Abbiamo pregato davanti agli straordinari altari laterali intagliati in legno e rivestiti in oro e alle due statue raffiguranti il Santo eremita: quella in pietra, risalente al XIII secolo e quella in legno rivestito con lamine d' oro, risalente al XVI secolo.
Abbiamo inoltre accompagnato con l'abbigliamento tradizionale cittadino, simbolo tangibile dell’appartenenza alla città di Campobasso, la voce scanzonata e salace dello spirito campobassano in occasione delle tradizionali maitunate di Nicola Mastropaolo.
I giorni del dolore
Una delle peculiarità delle vestimenta tradizionali campobassane è la mantigliana, probabilmente introdotta in Italia al tempo del viceregno spagnolo. Era una cappa tagliata a semicerchio che serviva a ripararsi dal freddo in inverno.
La mantigliana nera, indossata dalle donne campobassane in lutto, ricorda moltissimo per forma e colore, il manto dell’ Addolorata.

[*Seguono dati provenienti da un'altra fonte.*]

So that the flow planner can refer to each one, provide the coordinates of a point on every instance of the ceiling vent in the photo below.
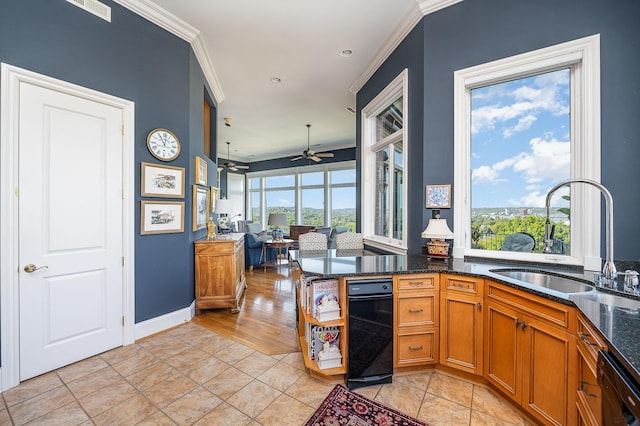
(94, 6)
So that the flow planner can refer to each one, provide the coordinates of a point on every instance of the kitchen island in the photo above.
(615, 317)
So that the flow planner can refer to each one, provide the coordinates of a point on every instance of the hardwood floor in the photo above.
(267, 317)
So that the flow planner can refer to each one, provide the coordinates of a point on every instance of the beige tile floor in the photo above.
(192, 376)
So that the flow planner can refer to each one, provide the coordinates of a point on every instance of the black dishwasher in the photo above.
(370, 332)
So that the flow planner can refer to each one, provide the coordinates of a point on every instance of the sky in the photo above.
(520, 140)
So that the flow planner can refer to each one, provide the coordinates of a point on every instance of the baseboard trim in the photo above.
(164, 322)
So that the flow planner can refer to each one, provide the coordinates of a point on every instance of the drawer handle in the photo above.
(583, 388)
(585, 338)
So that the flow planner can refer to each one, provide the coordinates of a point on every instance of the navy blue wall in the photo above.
(475, 32)
(133, 59)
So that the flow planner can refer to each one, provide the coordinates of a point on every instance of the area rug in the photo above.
(342, 407)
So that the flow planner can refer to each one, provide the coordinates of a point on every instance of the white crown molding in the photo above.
(409, 21)
(182, 29)
(430, 6)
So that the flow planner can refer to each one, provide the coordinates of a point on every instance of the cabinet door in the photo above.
(461, 331)
(502, 364)
(549, 367)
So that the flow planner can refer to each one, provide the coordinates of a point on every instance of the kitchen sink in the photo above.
(546, 280)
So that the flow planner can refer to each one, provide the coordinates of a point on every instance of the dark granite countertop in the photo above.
(616, 316)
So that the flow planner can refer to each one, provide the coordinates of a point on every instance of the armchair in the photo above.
(253, 250)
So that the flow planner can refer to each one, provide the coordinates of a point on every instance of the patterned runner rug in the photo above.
(343, 407)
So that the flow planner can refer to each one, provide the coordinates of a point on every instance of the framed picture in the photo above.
(215, 195)
(158, 180)
(201, 171)
(200, 207)
(161, 217)
(438, 196)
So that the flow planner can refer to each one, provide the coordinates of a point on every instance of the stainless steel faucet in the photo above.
(609, 269)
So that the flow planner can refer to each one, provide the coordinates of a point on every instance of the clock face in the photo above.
(163, 144)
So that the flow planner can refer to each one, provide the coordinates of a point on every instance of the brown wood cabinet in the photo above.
(530, 352)
(589, 394)
(416, 318)
(461, 322)
(220, 278)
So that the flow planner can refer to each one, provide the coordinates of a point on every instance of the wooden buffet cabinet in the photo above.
(220, 278)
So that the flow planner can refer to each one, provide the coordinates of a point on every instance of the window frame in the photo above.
(297, 172)
(369, 147)
(582, 56)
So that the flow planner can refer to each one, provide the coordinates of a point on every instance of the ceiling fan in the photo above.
(230, 165)
(312, 155)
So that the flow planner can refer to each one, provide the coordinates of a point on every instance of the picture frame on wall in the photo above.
(200, 207)
(215, 195)
(159, 180)
(438, 196)
(161, 217)
(201, 171)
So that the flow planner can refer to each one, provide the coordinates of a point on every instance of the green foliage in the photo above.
(489, 233)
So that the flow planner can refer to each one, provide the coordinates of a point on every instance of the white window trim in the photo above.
(399, 86)
(583, 56)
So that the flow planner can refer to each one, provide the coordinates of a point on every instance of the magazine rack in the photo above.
(304, 319)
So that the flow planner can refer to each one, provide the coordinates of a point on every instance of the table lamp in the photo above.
(438, 231)
(277, 219)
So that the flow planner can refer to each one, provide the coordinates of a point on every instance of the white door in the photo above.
(70, 192)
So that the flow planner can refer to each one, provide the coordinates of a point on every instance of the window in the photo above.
(310, 195)
(384, 153)
(522, 125)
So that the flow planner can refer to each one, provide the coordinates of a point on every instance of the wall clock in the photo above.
(163, 144)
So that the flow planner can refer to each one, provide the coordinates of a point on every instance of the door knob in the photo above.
(31, 268)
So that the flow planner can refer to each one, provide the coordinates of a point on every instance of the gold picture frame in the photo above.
(162, 181)
(438, 196)
(161, 217)
(200, 207)
(201, 171)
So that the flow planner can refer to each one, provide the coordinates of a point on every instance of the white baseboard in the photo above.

Le donne che portavano il lutto, soprattutto quello per la morte dei figli, nella processione del Venerdì Santo vivevano l'opportunità di uscire dall'isolamento in cui le consuetudini sociali le costringevano e, per un giorno durante l’ arco dell’ anno, con il consenso della comunità, potevano manifestare pubblicamente il loro dolore. La Mater Dolorosa incarnava infatti il cordoglio in cui ogni madre colpita dal lutto si identificava.
Queste forme di manifestazione del dolore raggiunsero il loro apice alla fine della 1^ guerra mondiale quando si contarono le vittime, principalmente giovani soldati, i cui corpi spesso non tornarono mai in patria.

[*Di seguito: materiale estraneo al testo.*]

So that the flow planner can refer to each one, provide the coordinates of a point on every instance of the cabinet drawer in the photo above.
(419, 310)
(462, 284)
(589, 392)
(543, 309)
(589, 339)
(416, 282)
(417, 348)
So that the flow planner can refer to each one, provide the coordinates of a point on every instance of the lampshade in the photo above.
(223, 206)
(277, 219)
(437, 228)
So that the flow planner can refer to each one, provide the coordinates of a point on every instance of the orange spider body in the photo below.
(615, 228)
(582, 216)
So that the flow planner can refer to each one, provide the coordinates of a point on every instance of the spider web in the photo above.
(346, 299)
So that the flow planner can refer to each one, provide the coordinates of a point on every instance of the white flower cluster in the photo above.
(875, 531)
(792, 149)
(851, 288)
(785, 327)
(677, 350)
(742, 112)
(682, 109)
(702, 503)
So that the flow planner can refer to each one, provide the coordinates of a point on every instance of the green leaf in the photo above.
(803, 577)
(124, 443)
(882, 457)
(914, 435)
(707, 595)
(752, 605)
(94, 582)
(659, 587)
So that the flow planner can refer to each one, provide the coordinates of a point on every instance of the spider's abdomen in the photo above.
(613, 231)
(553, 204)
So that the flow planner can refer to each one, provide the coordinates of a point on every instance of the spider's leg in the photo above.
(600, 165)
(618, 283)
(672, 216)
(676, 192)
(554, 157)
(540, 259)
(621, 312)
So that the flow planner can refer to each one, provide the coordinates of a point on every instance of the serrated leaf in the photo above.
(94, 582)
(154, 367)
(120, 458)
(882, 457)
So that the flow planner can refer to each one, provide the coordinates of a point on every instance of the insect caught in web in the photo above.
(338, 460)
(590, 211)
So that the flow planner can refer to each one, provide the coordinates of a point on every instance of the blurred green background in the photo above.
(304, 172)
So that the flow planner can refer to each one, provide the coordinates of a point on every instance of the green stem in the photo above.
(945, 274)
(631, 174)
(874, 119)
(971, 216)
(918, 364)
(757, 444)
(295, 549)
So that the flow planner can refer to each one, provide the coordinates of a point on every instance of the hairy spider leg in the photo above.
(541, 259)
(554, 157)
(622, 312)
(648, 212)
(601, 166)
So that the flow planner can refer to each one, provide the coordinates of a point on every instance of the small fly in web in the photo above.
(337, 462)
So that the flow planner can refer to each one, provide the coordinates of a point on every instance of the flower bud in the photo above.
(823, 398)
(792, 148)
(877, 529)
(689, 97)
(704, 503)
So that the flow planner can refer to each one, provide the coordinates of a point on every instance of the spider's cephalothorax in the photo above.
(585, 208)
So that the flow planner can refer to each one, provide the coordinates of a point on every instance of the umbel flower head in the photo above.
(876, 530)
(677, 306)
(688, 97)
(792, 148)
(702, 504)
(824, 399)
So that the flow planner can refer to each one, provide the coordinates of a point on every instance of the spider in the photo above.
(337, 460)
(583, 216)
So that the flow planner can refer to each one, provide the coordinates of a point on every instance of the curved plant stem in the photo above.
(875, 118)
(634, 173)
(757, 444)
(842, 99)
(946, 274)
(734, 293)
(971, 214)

Madri e spose videro nel Cristo Morto i propri figli e mariti morti per la patria e li poterono piangere sul sepolcro, ai piedi della Vergine Addolorata.

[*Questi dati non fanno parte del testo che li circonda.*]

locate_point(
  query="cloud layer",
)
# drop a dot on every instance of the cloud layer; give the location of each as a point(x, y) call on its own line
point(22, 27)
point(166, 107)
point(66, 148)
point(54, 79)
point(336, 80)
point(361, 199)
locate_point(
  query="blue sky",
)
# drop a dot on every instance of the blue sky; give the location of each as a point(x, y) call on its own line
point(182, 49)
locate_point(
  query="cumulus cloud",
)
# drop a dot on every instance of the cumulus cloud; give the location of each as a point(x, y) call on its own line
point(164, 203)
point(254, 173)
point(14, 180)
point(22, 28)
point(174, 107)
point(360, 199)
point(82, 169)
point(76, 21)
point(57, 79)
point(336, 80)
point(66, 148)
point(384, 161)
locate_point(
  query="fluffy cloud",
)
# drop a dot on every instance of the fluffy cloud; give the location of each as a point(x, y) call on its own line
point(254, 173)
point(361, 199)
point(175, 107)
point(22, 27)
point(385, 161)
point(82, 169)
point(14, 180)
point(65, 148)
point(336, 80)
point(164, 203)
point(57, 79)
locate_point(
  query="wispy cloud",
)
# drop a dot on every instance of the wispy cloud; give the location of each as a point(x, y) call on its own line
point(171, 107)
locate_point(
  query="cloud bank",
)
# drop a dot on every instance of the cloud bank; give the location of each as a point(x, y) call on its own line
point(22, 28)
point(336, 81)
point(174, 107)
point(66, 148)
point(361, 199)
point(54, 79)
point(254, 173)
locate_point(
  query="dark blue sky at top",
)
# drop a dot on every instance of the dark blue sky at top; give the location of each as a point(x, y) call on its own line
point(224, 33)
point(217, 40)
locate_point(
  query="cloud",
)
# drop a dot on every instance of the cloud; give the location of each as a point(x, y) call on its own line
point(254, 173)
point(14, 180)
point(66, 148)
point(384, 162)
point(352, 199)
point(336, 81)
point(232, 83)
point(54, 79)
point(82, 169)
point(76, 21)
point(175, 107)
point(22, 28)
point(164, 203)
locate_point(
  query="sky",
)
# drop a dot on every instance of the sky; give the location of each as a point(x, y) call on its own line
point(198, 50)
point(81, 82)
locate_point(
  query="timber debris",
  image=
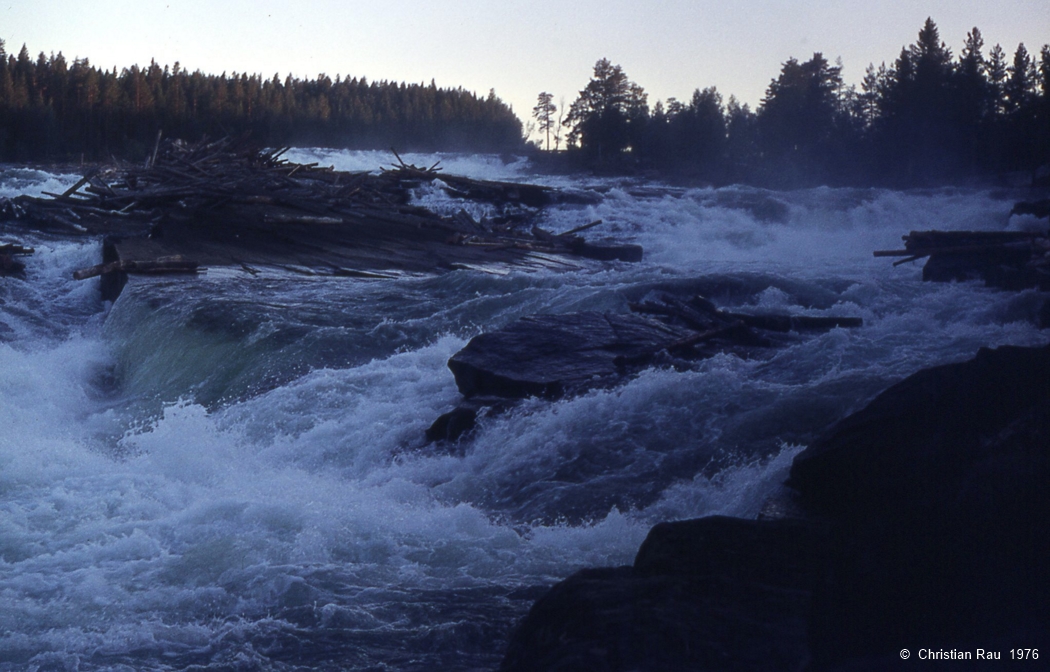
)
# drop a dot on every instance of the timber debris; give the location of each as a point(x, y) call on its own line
point(226, 203)
point(1006, 259)
point(8, 265)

MoliseRadici ha promosso una iniziativa di recupero e rilancio di una tradizione: "IL COSTUME TRADIZIONALE NEL PELLEGRINAGGIO A PIETRACATELLA PER IL CULTO DI SAN DONATO", con il patrocinio dei comuni di Campobasso, Campodipietra, Monacilioni, Pietracatella, San Giovanni in Galdo e Toro.
Tradizionalmente il popolo si rivolgeva al Santo per chiedere la Sua intercessione per essere liberato dai fulmini, dai terremoti, dalle malattie di cuore e, soprattutto, dall'epilessia.
Dal 1706 la devozione al Santo patrono di Pietracatella (CB) coinvolgeva molti pellegrini, anche da fuori paese.
Essi si recavano a Pietracatella dai borghi limitrofi per invocarne l'intercessione e guarire dal cosiddetto "male di San Donato".
Legato al culto, il rituale della pesa del malato: per ottenere la grazia della guarigione, a San Donato veniva donato l'equivalente in grano del peso del malato, misurato con un'apposita bilancia posta ai piedi del Santo.
Il Santo viene venerato anche a Longano (IS) e anche qui viene accompagnato in processione da fedeli in costume tradizionale.